You are viewing a plain text version of this content. The canonical link for it is here.

Posted to user@flume.apache.org by no jihun <je...@gmail.com> on 2016/03/21 09:10:27 UTC

About Avro file writing progress on hdfs via Flume.

Hello developers.

I am using flume to write avro file on hdfs.

Now I am very curious why avro.tmp file size on hdfs do not increased
eventually but increased at the last moment(closing time)
even though many batch or transaction happen.


For example.

There is continues high event traffic(5k event/s) in comming to the hdfs
channel which sinked to hdfs.

when the '~~9320.avro.tmp' file created It start with size 895KB
[image: 본문 이미지 2]



but even channels sinked well to hdfs the ~~9320.avro.tmp file never get
increased in size.
- 5 minutes later
[image: 본문 이미지 6]
- 5 minutes later
[image: 본문 이미지 7]


And lastly rolling happen due to the rollSize.
At that moment 9320.avro file increased to 113MB.

[image: 본문 이미지 3]

Also the next file 9321.avro.tmp do not increased until rolled.
5 minutes later
[image: 본문 이미지 8]



I thought "may be the avro file buffered on the Flume agent's machine and
flushed entire file at the last moment, closing, rolling"

So I checked the network traffic at the rolling moment,
but network traffic does not go high at the rolling moment.

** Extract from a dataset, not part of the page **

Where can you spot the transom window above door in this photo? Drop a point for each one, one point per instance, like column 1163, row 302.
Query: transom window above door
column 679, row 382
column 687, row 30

Finally I think hdfs sink flush the transaction batch to hdfs but HDFS
holds the stream on somewhere on the hadoop and do not write the stream to
disk until file closing time.

Does any body does know about the progress that avro file created, flushed,
closed on hdfs?



This is configuration of hdfssink.

hadoop1.sinks.hdfsSk.type = hdfs
hadoop1.sinks.hdfsSk.channel = fileCh1
hadoop1.sinks.hdfsSk.hdfs.fileType = DataStream
hadoop1.sinks.hdfsSk.serializer = avro_event
hadoop1.sinks.hdfsSk.serializer.compressionCodec = snappy
hadoop1.sinks.hdfsSk.hdfs.path =
xxxxxxx/data/flume/%{category}/%{type}/%Y/%m/%d/%{partition}/%{hour}
hadoop1.sinks.hdfsSk.hdfs.filePrefix = %{type}_%Y-%m-%d_%H_%{host}
hadoop1.sinks.hdfsSk.hdfs.fileSuffix = .avro
hadoop1.sinks.hdfsSk.hdfs.rollInterval = 3700
hadoop1.sinks.hdfsSk.hdfs.rollSize = 67000000
hadoop1.sinks.hdfsSk.hdfs.rollCount = 0
hadoop1.sinks.hdfsSk.hdfs.batchSize = 10000
hadoop1.sinks.hdfsSk.hdfs.idleTimeout = 300


Thanks!

Re: About Avro file writing progress on hdfs via Flume.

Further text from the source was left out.